At one point, Belle had gone looking for the exact location of the room. She knew it had to be somewhere in the castle's right wing, low to the ground level or even lower, but she'd quickly gotten lost in the twists and turns of the dank, dark area. A soldier (one from the Red Army, she'd noted) had eventually found her and had hastily escorted her back to her quarters. The very next day, her father had assigned her a new maidservant—the prickly, wrinkled, stern Veronica with a face to melt the devil—who just happened to never leave Belle's side except on rare occasions. Belle hadn't dared go looking for the outside door to the room again, but that hadn't stopped her nighttime visits through the tapestry, along the cramped hidden passageway, and out the second tapestry. It was, she'd decided, the only thing keeping her sane. After all, it was the only place she could still read without either Veronica or Gaston snatching her book away while delivering a lecture on the proper role women should hold in society.
"After all," Gaston had told Belle only that night after dinner with his strong arm wrapped too tightly about her waist, "we are to be wedded next month. And I don't want a silly wife."
You don't want a wife at all. You want a title, Belle had been tempted to say, but she'd held her tongue in time, aware of her father's eyes carefully watching her.
The door suddenly banged open and a soldier from the Red Army rushed to Gaston's side, whispering a few hurried words into his ear. Immediately, Gaston's face changed, his idle expression being replaced by the face of a hardened, imposing commander.
"Go to your room, Belle," he sharply said as the soldier whispered the same words into Maurice's ear.

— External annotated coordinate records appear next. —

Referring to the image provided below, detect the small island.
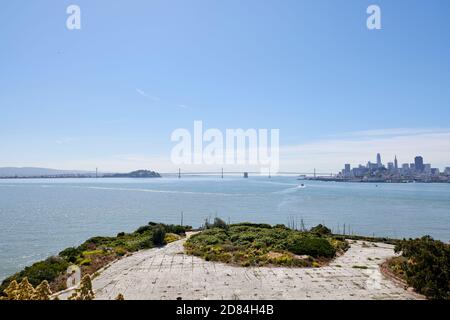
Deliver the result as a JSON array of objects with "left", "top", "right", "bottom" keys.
[{"left": 102, "top": 170, "right": 161, "bottom": 178}]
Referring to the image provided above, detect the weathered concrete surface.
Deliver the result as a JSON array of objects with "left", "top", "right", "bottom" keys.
[{"left": 93, "top": 235, "right": 421, "bottom": 300}]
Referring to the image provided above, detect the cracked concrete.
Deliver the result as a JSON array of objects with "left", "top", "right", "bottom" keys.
[{"left": 93, "top": 235, "right": 422, "bottom": 300}]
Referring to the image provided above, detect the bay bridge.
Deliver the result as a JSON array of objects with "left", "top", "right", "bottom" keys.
[{"left": 161, "top": 168, "right": 335, "bottom": 179}]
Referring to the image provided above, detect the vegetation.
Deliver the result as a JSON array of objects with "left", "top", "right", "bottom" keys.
[
  {"left": 389, "top": 236, "right": 450, "bottom": 299},
  {"left": 69, "top": 274, "right": 95, "bottom": 300},
  {"left": 0, "top": 222, "right": 191, "bottom": 296},
  {"left": 185, "top": 219, "right": 348, "bottom": 267},
  {"left": 0, "top": 277, "right": 52, "bottom": 300}
]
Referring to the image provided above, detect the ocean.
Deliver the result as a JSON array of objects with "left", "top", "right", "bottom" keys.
[{"left": 0, "top": 176, "right": 450, "bottom": 279}]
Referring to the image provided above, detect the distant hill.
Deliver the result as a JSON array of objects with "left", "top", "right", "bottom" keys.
[
  {"left": 103, "top": 170, "right": 161, "bottom": 178},
  {"left": 0, "top": 167, "right": 92, "bottom": 177}
]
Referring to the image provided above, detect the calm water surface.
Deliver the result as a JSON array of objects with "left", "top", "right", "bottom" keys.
[{"left": 0, "top": 177, "right": 450, "bottom": 279}]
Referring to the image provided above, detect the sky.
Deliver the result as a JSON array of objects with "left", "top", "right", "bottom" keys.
[{"left": 0, "top": 0, "right": 450, "bottom": 172}]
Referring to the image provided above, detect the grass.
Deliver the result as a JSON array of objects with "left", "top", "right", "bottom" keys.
[
  {"left": 185, "top": 223, "right": 348, "bottom": 267},
  {"left": 0, "top": 222, "right": 191, "bottom": 293}
]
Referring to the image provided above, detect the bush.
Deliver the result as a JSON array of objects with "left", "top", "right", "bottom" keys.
[
  {"left": 310, "top": 224, "right": 331, "bottom": 235},
  {"left": 286, "top": 236, "right": 336, "bottom": 258},
  {"left": 185, "top": 223, "right": 345, "bottom": 267},
  {"left": 152, "top": 226, "right": 166, "bottom": 246},
  {"left": 205, "top": 218, "right": 228, "bottom": 230},
  {"left": 59, "top": 248, "right": 83, "bottom": 263},
  {"left": 395, "top": 236, "right": 450, "bottom": 299},
  {"left": 0, "top": 257, "right": 69, "bottom": 292}
]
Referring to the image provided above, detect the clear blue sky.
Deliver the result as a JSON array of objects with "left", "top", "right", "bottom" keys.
[{"left": 0, "top": 0, "right": 450, "bottom": 170}]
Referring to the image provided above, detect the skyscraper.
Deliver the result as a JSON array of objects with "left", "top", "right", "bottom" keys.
[{"left": 414, "top": 156, "right": 425, "bottom": 172}]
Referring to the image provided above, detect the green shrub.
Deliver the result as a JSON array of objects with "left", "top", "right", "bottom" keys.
[
  {"left": 185, "top": 223, "right": 344, "bottom": 267},
  {"left": 0, "top": 257, "right": 69, "bottom": 292},
  {"left": 59, "top": 248, "right": 83, "bottom": 263},
  {"left": 310, "top": 224, "right": 331, "bottom": 235},
  {"left": 152, "top": 226, "right": 166, "bottom": 246},
  {"left": 286, "top": 236, "right": 336, "bottom": 258},
  {"left": 205, "top": 218, "right": 228, "bottom": 230}
]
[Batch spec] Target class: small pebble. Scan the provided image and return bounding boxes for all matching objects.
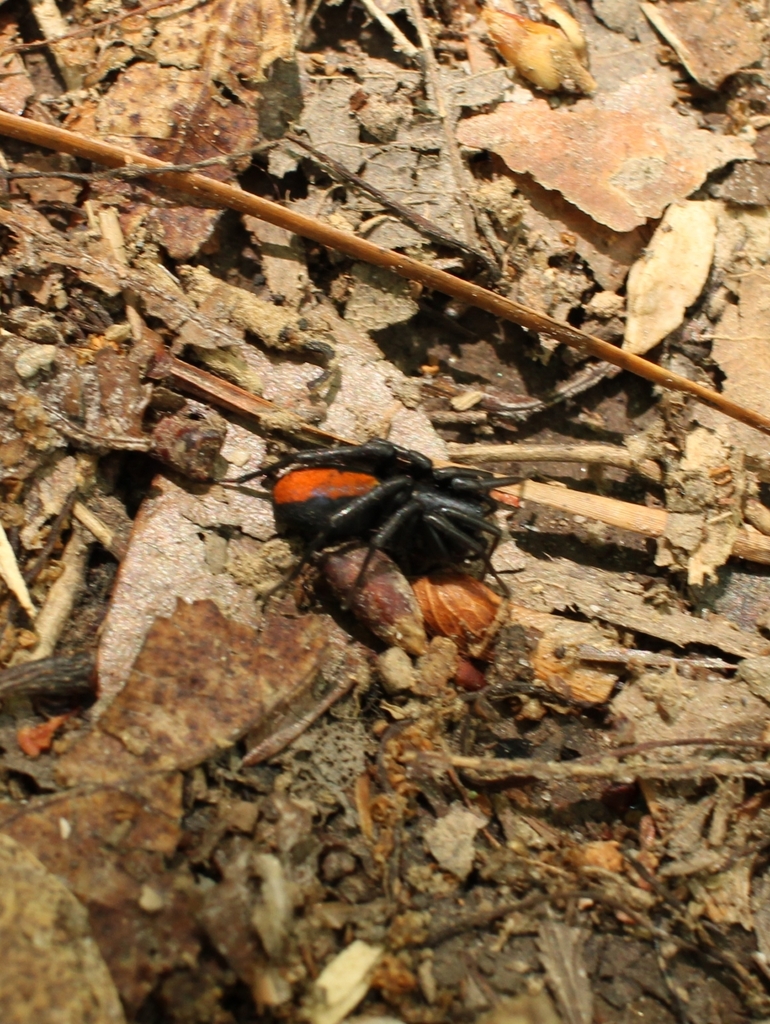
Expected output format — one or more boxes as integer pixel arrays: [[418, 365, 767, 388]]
[[377, 647, 415, 696], [13, 345, 56, 381]]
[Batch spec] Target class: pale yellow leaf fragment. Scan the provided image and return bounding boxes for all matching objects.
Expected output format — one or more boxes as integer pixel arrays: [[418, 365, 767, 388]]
[[307, 939, 383, 1024], [623, 202, 719, 355]]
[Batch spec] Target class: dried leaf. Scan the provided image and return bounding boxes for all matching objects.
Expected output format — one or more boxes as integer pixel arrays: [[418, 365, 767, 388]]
[[0, 835, 125, 1024], [0, 11, 35, 115], [345, 263, 419, 332], [458, 76, 754, 231], [611, 672, 768, 761], [623, 202, 719, 355], [68, 0, 294, 259], [57, 600, 328, 785], [501, 556, 769, 657], [698, 208, 770, 474], [0, 774, 199, 1007], [307, 939, 383, 1024], [639, 0, 766, 89]]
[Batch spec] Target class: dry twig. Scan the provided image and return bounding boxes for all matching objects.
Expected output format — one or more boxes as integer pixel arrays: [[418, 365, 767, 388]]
[[0, 111, 770, 433]]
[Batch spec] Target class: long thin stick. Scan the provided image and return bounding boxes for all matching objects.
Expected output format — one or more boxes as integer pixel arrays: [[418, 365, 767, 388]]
[[0, 111, 770, 434]]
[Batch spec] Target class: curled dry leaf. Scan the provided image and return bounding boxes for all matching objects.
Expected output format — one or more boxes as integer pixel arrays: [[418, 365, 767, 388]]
[[481, 2, 596, 93], [57, 600, 328, 785], [458, 75, 754, 231], [69, 0, 294, 259], [623, 202, 720, 355], [306, 939, 384, 1024], [510, 604, 617, 703], [425, 803, 488, 882], [0, 774, 200, 1021], [0, 836, 125, 1024]]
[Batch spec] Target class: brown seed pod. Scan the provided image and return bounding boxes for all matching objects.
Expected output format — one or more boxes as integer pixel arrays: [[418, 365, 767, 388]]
[[412, 571, 503, 656], [322, 548, 428, 656], [455, 657, 486, 693]]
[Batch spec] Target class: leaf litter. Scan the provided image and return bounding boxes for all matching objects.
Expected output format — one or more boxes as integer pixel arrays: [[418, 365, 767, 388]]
[[0, 0, 770, 1024]]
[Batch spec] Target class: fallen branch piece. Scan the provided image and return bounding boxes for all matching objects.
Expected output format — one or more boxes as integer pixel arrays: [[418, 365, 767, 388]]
[[0, 111, 770, 434]]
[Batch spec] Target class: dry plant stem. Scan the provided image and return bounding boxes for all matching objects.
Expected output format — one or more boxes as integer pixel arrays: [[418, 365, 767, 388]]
[[361, 0, 420, 58], [0, 524, 37, 618], [408, 0, 505, 264], [148, 351, 341, 444], [243, 676, 355, 768], [98, 206, 144, 341], [0, 654, 94, 700], [73, 502, 123, 561], [493, 480, 770, 565], [30, 0, 83, 90], [13, 523, 89, 665], [448, 441, 660, 480], [286, 135, 500, 276], [434, 753, 770, 783], [151, 352, 770, 564], [0, 111, 770, 434], [407, 0, 475, 245]]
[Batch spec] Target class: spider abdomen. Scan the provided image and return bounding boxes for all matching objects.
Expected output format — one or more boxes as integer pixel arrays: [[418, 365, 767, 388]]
[[272, 467, 380, 537]]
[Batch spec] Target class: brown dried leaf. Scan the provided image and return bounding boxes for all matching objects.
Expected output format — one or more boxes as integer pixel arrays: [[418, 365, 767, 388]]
[[68, 0, 294, 259], [458, 76, 754, 231], [655, 427, 746, 587], [639, 0, 767, 89], [0, 835, 125, 1024], [0, 774, 199, 1019], [58, 600, 328, 785], [612, 671, 770, 761], [507, 556, 769, 657], [623, 202, 720, 355], [510, 604, 617, 703], [0, 12, 35, 115]]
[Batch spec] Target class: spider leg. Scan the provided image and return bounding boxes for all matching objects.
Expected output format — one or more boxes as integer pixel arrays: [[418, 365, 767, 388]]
[[423, 509, 511, 597], [450, 476, 521, 495], [351, 499, 420, 594], [267, 476, 412, 597]]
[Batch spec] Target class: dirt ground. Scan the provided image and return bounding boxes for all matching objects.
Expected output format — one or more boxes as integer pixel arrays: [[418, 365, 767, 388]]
[[0, 0, 770, 1024]]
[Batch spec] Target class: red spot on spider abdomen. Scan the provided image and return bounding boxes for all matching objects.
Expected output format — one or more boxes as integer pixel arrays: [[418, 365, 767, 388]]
[[272, 469, 380, 506]]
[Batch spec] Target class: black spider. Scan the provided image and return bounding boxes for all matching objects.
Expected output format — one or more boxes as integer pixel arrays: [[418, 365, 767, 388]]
[[260, 440, 512, 593]]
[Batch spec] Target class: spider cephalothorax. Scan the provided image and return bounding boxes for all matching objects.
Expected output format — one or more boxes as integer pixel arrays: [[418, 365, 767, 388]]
[[267, 440, 510, 593]]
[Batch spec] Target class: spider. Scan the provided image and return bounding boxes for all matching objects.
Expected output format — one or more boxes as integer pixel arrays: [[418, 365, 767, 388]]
[[253, 440, 512, 594]]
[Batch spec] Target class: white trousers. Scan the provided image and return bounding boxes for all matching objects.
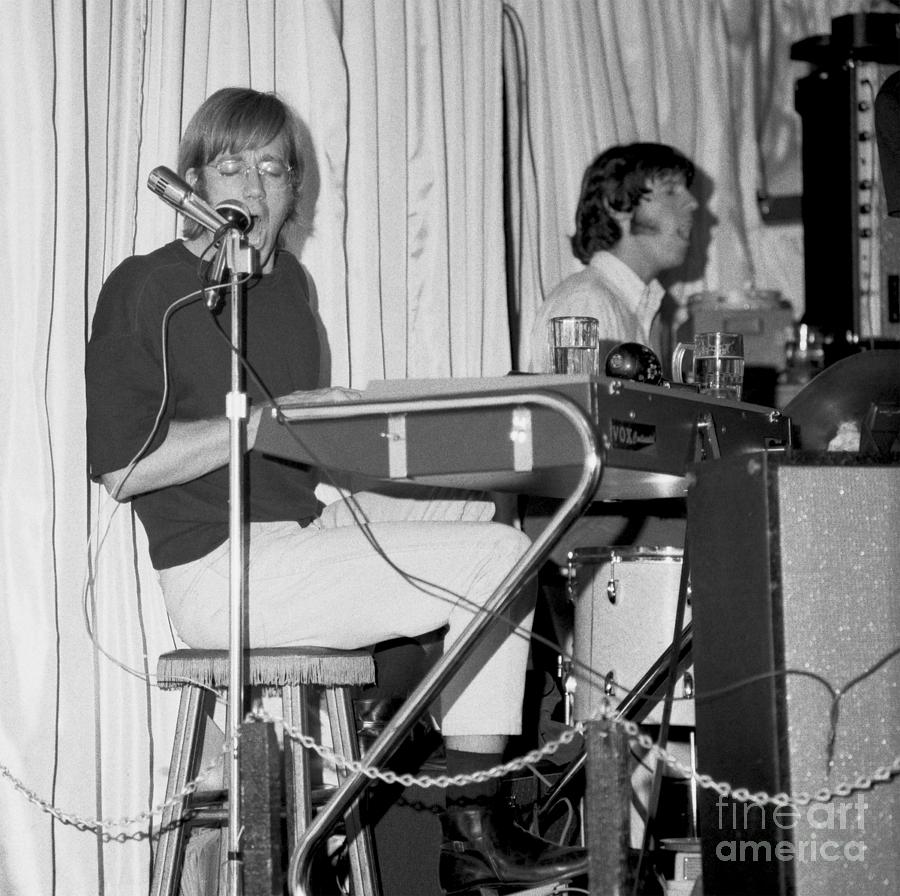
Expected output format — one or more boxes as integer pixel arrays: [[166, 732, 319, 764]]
[[160, 493, 534, 735]]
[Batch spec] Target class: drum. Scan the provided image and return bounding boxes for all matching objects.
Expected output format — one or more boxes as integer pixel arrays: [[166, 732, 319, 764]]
[[561, 546, 694, 726]]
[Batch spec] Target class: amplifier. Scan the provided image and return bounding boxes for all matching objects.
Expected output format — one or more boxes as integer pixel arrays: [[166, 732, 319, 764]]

"But—" Belle started to say, seeing her father's face pale.
"You will obey me!" Gaston roared.
Every cell in Belle's body wanted to rebel, but her father's quiet voice stopped her.
"Please, dearest," he said. "I need—"
An abrupt fit of coughing ransacked his body, and Belle hastened forward to support him before he lost his balance.
As soon as he got control of himself, Maurice gave her a small smile. "Thank you, my beautiful girl," he whispered, tucking one of her curls behind her ear. His eyes scoured her face, and his smile became tired, sad.
He still cares, Belle realized.
"Papa?" The word broke, quiet and hesitant, from Belle's lips.
And then the moment ended. Maurice looked over Belle's shoulder to Veronica, and he motioned the maidservant forward with his head. Belle felt Veronica's spidery cold hands replace her father's warm ones.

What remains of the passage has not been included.